What we do next counts

There is no doubt that Afghanistan has damaged the US and its allies including Australia. With the increasing dominance of China, the US as the most powerful nation in the world looks to be in retreat. This retreat, however, has broader consequences and can be interpreted as democracy itself taking flight.

Writing for the Australian Financial Review, Misha Zelinsky argues that leaders of democracies must remind their citizens that they exist for them: ensuring they share the fruits of liberty, hard fought rights and economic gains. In other words, there is no point in promoting democracy abroad if it fails to deliver on its promise domestically. For Zelinsky, this has never been more important particularly during the global pandemic where many feel left behind and forgotten.

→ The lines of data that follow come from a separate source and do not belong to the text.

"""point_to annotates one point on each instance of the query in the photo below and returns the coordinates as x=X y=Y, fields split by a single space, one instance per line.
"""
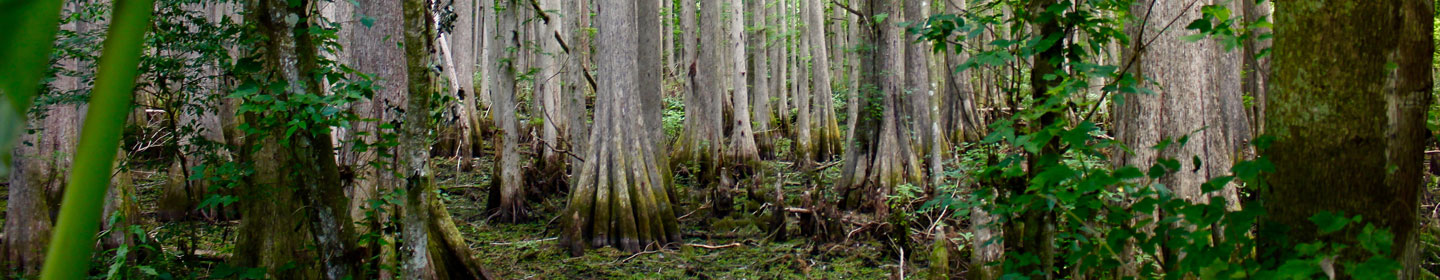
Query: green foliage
x=79 y=214
x=1108 y=218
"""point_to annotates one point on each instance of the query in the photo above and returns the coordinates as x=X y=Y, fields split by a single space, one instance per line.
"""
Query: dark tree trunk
x=619 y=197
x=1348 y=140
x=295 y=172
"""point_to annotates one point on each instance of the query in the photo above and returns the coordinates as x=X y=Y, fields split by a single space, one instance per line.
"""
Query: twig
x=526 y=241
x=798 y=210
x=637 y=254
x=726 y=246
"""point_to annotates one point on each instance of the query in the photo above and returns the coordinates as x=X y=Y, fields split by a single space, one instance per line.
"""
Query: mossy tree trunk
x=431 y=246
x=742 y=149
x=549 y=175
x=1197 y=95
x=1347 y=107
x=39 y=171
x=297 y=172
x=619 y=197
x=578 y=77
x=702 y=143
x=825 y=137
x=882 y=156
x=385 y=59
x=761 y=78
x=1033 y=231
x=506 y=195
x=1256 y=70
x=959 y=110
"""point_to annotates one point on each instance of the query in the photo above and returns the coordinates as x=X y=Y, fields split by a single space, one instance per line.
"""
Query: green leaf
x=1328 y=222
x=1193 y=38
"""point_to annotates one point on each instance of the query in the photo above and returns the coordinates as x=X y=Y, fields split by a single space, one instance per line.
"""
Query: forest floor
x=530 y=250
x=732 y=247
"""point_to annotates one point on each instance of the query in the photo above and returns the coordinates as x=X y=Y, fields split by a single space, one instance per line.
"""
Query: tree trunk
x=1197 y=95
x=1348 y=140
x=619 y=198
x=506 y=195
x=702 y=140
x=385 y=59
x=1256 y=70
x=804 y=149
x=882 y=156
x=825 y=133
x=650 y=71
x=35 y=179
x=761 y=78
x=431 y=246
x=579 y=82
x=742 y=147
x=295 y=172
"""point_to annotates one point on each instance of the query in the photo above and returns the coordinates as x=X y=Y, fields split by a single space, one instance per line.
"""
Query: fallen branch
x=637 y=254
x=524 y=241
x=726 y=246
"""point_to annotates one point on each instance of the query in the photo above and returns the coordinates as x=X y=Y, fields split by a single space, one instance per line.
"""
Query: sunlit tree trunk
x=882 y=156
x=619 y=197
x=825 y=129
x=802 y=137
x=1197 y=95
x=295 y=172
x=1348 y=140
x=650 y=71
x=385 y=59
x=431 y=247
x=742 y=149
x=1033 y=231
x=36 y=178
x=761 y=77
x=506 y=194
x=702 y=140
x=462 y=49
x=578 y=65
x=1256 y=70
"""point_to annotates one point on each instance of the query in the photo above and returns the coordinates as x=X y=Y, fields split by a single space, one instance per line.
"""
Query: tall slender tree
x=742 y=147
x=431 y=246
x=1197 y=97
x=882 y=156
x=619 y=197
x=825 y=137
x=702 y=143
x=1348 y=140
x=293 y=171
x=506 y=194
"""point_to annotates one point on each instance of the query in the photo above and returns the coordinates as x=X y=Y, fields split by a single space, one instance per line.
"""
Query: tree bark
x=742 y=147
x=825 y=133
x=1348 y=140
x=1198 y=97
x=295 y=172
x=1256 y=70
x=619 y=198
x=702 y=140
x=882 y=156
x=761 y=78
x=507 y=197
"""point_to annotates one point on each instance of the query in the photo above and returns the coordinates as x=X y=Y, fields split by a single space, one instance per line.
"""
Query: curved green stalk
x=25 y=48
x=74 y=235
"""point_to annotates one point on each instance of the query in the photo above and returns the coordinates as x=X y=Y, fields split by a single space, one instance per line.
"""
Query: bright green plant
x=74 y=237
x=1106 y=221
x=25 y=49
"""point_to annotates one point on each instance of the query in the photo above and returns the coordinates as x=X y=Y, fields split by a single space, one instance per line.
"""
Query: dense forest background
x=720 y=139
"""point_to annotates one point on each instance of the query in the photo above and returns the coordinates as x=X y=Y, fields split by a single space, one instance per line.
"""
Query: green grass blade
x=74 y=237
x=25 y=51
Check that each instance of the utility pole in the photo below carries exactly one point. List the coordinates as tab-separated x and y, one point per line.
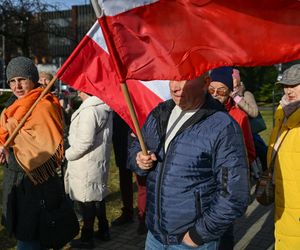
3	59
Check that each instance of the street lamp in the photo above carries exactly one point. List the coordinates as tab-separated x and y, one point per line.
3	51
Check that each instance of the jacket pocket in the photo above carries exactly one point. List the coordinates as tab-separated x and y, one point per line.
198	203
224	182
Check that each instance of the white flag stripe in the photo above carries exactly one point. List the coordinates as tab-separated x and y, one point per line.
96	34
159	87
115	7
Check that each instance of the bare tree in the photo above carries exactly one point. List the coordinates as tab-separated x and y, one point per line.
25	25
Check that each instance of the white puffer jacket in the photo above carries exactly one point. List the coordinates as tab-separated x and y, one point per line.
90	139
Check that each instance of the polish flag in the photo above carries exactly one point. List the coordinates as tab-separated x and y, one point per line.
181	39
90	69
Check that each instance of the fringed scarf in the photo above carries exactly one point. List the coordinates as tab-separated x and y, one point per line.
38	146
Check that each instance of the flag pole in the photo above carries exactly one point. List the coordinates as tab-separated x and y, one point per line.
99	13
134	118
23	120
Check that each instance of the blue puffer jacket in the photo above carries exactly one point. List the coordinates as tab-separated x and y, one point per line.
201	183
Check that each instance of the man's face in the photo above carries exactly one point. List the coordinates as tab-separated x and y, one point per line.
292	92
189	94
236	84
219	91
20	86
44	81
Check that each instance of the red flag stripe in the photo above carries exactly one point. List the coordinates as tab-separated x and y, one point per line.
182	39
90	69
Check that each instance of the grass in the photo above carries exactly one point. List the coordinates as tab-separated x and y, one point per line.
113	200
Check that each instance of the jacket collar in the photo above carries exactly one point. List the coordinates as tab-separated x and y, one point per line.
292	121
163	111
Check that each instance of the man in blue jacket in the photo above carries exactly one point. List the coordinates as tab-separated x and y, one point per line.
197	172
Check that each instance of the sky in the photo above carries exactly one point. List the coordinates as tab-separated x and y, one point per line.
66	4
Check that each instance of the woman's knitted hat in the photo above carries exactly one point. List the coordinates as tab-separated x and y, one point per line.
22	67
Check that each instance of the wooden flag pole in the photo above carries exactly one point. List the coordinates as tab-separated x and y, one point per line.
134	118
20	125
99	12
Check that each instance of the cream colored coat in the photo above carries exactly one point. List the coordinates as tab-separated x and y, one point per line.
90	139
287	181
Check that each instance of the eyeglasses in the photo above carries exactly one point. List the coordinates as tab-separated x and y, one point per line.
13	82
219	91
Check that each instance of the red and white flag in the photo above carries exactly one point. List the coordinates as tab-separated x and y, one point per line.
181	39
90	69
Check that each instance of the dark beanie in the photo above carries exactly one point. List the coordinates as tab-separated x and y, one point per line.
22	67
223	75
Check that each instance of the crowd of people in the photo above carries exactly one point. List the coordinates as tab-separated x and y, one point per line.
193	183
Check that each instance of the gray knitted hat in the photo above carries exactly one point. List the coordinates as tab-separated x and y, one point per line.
22	67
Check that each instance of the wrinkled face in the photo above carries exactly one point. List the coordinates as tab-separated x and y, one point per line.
21	86
189	94
292	92
219	91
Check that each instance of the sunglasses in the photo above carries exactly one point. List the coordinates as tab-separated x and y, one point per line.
219	91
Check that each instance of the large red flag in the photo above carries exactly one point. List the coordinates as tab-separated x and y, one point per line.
181	39
90	69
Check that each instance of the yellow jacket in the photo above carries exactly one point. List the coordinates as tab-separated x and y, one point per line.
287	180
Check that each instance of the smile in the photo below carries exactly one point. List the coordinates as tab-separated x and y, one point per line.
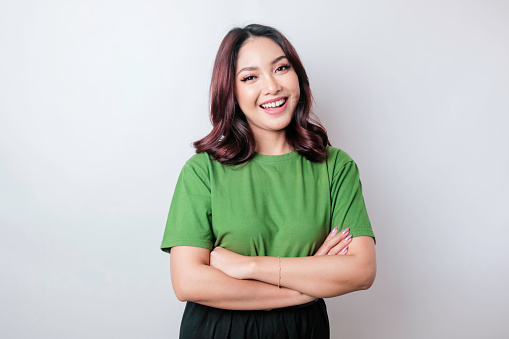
277	103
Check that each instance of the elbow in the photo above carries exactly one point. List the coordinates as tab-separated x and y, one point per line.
368	277
183	290
180	293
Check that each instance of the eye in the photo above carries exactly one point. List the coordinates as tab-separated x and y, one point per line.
283	68
248	78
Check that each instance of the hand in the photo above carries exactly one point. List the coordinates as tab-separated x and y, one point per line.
335	243
231	263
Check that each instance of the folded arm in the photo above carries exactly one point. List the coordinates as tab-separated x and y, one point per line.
194	280
321	276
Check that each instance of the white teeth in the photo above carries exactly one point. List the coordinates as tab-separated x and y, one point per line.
274	104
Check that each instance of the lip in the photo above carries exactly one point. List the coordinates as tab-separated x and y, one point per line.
274	110
273	100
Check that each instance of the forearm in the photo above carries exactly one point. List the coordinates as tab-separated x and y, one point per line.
206	285
320	276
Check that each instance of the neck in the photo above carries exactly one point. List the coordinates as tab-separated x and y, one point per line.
272	144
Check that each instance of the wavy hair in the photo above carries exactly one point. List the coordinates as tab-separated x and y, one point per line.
231	140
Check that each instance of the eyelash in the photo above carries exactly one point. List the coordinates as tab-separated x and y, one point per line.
284	67
280	68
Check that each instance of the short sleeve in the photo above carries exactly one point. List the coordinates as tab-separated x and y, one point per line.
189	218
347	202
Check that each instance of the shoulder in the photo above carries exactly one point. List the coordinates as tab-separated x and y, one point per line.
199	160
337	157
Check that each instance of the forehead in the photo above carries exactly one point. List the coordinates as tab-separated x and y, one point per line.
257	52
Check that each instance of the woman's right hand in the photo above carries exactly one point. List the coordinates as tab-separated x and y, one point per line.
335	243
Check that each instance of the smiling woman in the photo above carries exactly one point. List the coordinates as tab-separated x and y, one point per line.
267	218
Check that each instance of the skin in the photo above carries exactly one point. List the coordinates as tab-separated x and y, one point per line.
264	73
224	279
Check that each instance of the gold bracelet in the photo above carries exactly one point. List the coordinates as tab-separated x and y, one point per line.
279	281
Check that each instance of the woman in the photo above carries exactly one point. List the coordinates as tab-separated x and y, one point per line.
266	219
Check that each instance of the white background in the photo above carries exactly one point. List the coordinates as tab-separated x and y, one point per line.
101	100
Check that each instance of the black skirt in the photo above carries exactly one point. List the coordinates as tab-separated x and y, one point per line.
308	321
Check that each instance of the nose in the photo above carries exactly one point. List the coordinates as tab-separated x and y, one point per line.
271	85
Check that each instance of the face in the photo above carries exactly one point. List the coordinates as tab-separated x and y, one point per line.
266	86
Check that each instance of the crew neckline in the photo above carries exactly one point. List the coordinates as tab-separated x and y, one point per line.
275	158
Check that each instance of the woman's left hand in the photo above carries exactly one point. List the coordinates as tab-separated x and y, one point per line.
231	263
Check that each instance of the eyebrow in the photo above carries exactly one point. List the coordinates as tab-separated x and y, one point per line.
275	61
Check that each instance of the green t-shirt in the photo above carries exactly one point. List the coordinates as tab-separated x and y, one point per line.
282	205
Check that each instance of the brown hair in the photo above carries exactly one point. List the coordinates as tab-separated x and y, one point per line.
231	141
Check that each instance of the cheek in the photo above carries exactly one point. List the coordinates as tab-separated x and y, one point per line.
246	97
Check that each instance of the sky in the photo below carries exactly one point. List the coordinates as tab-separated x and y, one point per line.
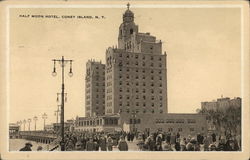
202	45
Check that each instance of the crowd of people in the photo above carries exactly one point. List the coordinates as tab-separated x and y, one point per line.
158	141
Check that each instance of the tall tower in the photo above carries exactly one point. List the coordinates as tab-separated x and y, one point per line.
94	89
136	79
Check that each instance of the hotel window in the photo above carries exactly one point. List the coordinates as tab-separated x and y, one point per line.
170	129
152	91
191	121
136	90
127	110
169	121
191	129
179	121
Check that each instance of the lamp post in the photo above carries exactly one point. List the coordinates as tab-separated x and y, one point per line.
24	121
35	119
133	119
62	62
57	113
44	116
29	120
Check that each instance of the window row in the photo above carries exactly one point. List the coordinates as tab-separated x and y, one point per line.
142	77
143	63
143	111
138	104
137	70
137	90
152	84
140	56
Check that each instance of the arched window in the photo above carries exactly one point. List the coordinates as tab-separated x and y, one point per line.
131	31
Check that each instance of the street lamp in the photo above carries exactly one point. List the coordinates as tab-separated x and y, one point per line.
29	120
24	121
35	119
62	62
44	116
57	113
134	119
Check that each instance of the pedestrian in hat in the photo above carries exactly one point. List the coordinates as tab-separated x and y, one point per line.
27	147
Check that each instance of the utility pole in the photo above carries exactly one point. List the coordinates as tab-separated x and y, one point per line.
44	116
62	62
35	119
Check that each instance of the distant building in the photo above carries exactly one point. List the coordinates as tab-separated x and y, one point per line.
14	130
94	89
135	88
221	104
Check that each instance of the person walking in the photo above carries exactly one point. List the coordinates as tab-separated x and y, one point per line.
103	143
122	144
110	143
27	147
90	145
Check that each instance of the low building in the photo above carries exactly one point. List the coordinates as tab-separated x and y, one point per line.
221	104
14	130
185	124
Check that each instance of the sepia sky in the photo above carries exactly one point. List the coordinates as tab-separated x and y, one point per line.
202	45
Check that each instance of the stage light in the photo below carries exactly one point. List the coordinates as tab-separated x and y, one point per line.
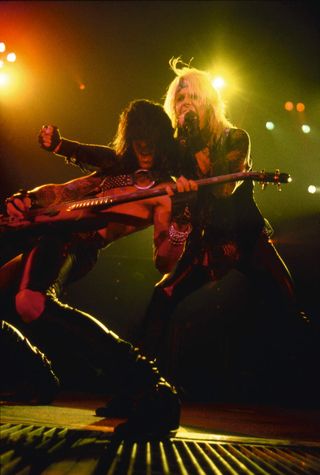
218	83
270	125
4	79
313	189
300	107
289	106
11	57
306	129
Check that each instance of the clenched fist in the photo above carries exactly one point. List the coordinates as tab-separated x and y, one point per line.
49	138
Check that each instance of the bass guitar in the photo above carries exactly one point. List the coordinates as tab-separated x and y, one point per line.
94	212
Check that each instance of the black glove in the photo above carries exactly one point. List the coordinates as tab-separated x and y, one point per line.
181	207
49	137
190	134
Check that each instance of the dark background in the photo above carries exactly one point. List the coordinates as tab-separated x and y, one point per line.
269	54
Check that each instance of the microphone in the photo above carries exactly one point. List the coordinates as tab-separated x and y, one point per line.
190	128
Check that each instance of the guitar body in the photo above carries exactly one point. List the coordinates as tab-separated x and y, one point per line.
119	211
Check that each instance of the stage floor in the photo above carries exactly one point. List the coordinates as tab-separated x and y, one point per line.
67	437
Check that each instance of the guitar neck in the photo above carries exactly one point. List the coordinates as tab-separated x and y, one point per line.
102	201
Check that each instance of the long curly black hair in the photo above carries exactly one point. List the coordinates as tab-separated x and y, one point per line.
146	120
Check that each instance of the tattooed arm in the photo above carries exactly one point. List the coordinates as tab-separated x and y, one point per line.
51	194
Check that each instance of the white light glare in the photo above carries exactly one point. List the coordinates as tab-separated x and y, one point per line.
269	125
4	79
313	189
11	57
305	129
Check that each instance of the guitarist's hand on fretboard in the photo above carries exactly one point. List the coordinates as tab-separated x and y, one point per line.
18	205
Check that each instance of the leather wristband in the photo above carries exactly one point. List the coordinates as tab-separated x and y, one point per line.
68	149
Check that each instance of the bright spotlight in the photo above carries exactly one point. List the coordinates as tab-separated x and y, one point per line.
11	57
306	129
313	189
289	106
270	125
4	79
218	83
300	107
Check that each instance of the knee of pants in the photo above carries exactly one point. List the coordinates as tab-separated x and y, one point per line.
30	304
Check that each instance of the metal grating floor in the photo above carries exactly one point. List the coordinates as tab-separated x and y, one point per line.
29	449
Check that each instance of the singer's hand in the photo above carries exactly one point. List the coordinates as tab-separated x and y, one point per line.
18	205
49	138
183	185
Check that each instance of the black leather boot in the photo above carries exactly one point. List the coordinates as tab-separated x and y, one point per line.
26	372
153	404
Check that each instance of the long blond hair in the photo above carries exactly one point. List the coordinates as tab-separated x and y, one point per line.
199	83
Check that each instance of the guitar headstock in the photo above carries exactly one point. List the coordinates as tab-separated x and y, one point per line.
275	178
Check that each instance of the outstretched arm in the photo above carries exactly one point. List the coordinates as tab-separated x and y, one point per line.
87	157
172	225
51	194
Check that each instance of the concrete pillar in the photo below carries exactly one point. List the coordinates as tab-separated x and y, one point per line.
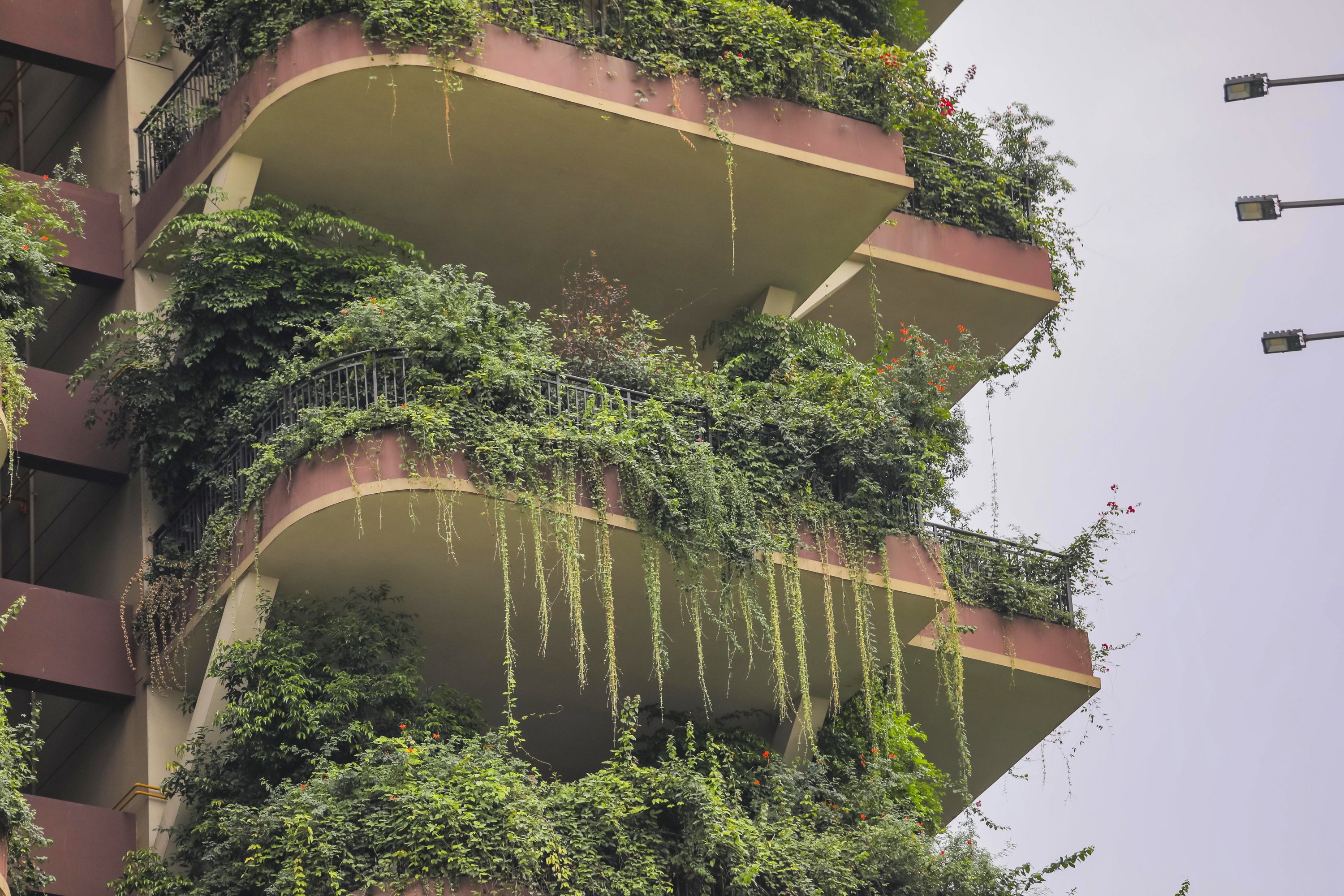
791	739
236	179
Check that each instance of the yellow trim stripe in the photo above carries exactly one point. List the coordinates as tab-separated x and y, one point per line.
1021	665
383	61
951	271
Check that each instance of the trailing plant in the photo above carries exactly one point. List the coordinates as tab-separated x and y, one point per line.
682	810
1018	578
34	218
838	56
19	747
245	284
322	683
801	436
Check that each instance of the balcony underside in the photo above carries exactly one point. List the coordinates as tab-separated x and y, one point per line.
939	277
1023	679
547	156
322	539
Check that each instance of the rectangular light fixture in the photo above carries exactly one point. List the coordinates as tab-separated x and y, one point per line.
1257	207
1283	340
1245	88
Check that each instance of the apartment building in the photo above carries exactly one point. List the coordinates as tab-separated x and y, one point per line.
553	154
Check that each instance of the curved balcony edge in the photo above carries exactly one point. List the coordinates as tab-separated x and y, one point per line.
547	68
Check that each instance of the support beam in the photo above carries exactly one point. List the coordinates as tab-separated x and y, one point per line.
776	302
240	621
849	271
791	741
236	179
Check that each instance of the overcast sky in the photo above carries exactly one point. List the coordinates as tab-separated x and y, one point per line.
1218	761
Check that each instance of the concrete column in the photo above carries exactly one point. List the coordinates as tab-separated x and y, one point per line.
236	179
791	739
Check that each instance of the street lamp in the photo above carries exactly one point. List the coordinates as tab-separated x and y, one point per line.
1271	207
1256	86
1292	340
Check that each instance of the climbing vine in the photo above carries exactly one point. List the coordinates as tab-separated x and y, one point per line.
990	174
328	773
34	218
722	469
19	747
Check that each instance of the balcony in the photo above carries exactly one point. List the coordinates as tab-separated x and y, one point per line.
546	155
56	56
939	277
95	258
68	645
57	439
74	37
353	517
88	845
1023	679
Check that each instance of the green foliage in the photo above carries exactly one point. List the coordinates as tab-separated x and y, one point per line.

It is also correct for our government, political leaders, media commentators and fellow citizens to raise concerns about the Taliban’s the treatment of women, those who supported the US and its allies as well as minority groups. These concerns and criticisms sound hollow unless we are also ready to show empathy and compassion through our refugee and humanitarian program.

Afghanistan presents all of us with moral, strategic and policy challenges on an international, national, and personal level. The level of the tragedy cannot be over-stated.

The far bigger tragedy will be if the world’s leaders – both current and future – learn nothing from it.